I didn’t yet have to wear an eye patch so I got to see all of this with two eyes wide open.

The thing these memories have in common is they must, at least in part, be responsible for my grown-up sense of humor.  And all this action took place in Ohio. “O-O Way to go Ohio.”  (Extra pride points if you remember the musical reference.)

There are lots of directions this post can take now.  I can explore lessons learned (like not all yarn is good for all projects and if anyone out there decides to crochet a bikini, learn from my experience and do a bath tub test).  We can discuss creative mishaps and unintended consequences (like balloons are a great filler until they aren’t).  Today I’m most interested in memory.

I’m not sure why some images cement into my life story while others fade away.

I remember two apartments, powdered milk, the crunch of the gravel parking lot waking me up and welcoming me at the end of a car trip.  I remember our neighbor who used to swallow marbles and then gag them back up.  We made card houses. I went to dance class and got to dance on a public access television show.  I was super excited to go and buy baby wipes because the teacher said stage lights are hot and we’d want to blot.  I was a star in need of supplies.

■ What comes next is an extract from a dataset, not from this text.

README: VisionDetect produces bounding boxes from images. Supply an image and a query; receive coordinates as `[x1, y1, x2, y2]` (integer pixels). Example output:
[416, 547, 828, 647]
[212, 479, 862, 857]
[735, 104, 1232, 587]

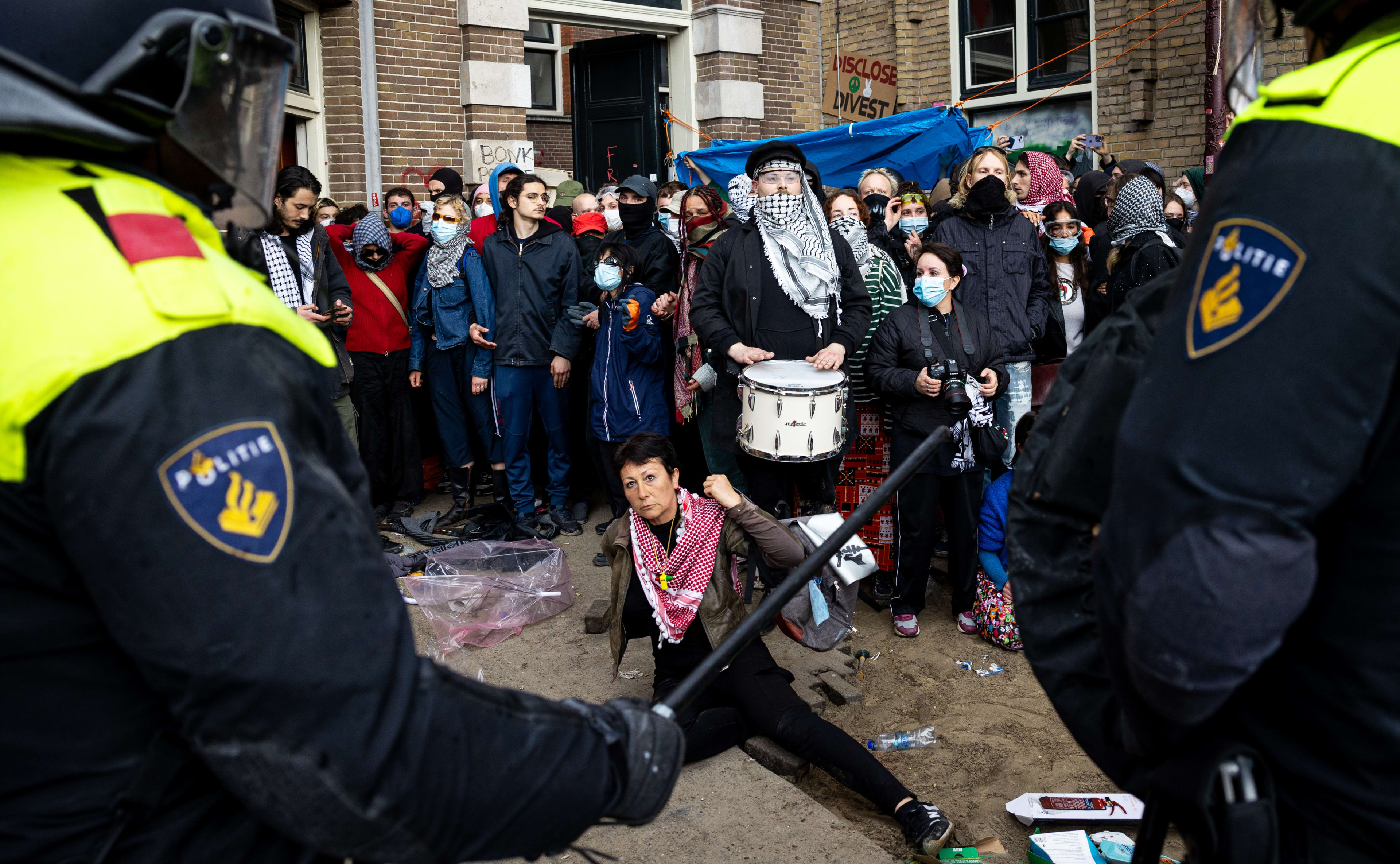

The Ohio memories seem to group together but I have super vivid memories throughout my childhood.  Things like resting under the dining room table with the dog, carrying Nilla Wafers in my patent leather purse, sledding though my sled wouldn’t go, making ornaments out of dough we couldn’t eat and my Kindergarten School Bus driver, Mrs. Hubbard and her nursery rhyme key chain.

But while I can remember toddling into my father’s 70’s brown panted knees and laughing and getting away and doing it again, I can’t give you directions to 90% of the streets in my home town.  To this day, I seize with fear if asked how to find Walnut Street.  I often forget people’s names as soon as they say them and for all the money in the world, I can’t tell you what I ate for dinner last night.  Memory making is fascinating and I’m always impressed when people show off extraordinary memory feats.

Like when the bartender at Maysville (17 W 26th St, NYC), across time and out of context, remembered me and a friend.  A year earlier, he worked at a different restaurant and we stopped in after shopping.  Cut to current day when we pulled ourselves up to the bar at Maysville and he remembered us, the shopping and our conversation. Impressive.  And he makes a great drink.

Maysville has more than a talented bartender who may well have the best memory in the city.  The food is excellent. Go and try the Crispy Grits with Country Ham.  Believe me, you’ll forgive its artery clogging properties as you bite into one of these treats.  And you’ll order them again.  The Brussels, a menu regular, are amazing (I confess, I push the pig’s ears aside) and so far everything I’ve tried rates a “yum”!

Maysville is a bourbon bar and the under lit bottles give the place a warm bourbon glow.  They take their drink making seriously.  My margarita was delicious.  They use Milagro Silver Tequila and fresh lime.  (I can’t believe I forgot to take a marg picture!)  The drinks are balanced and worth the indulgence especially if you line your stomach with Crispy Grits.

So check it out and when you go, say hi to Andy (I really hope I got his name right). He’s super nice, he will mix you a great drink and when he says hello to you on your second visit, you’ll know he actually remembers you.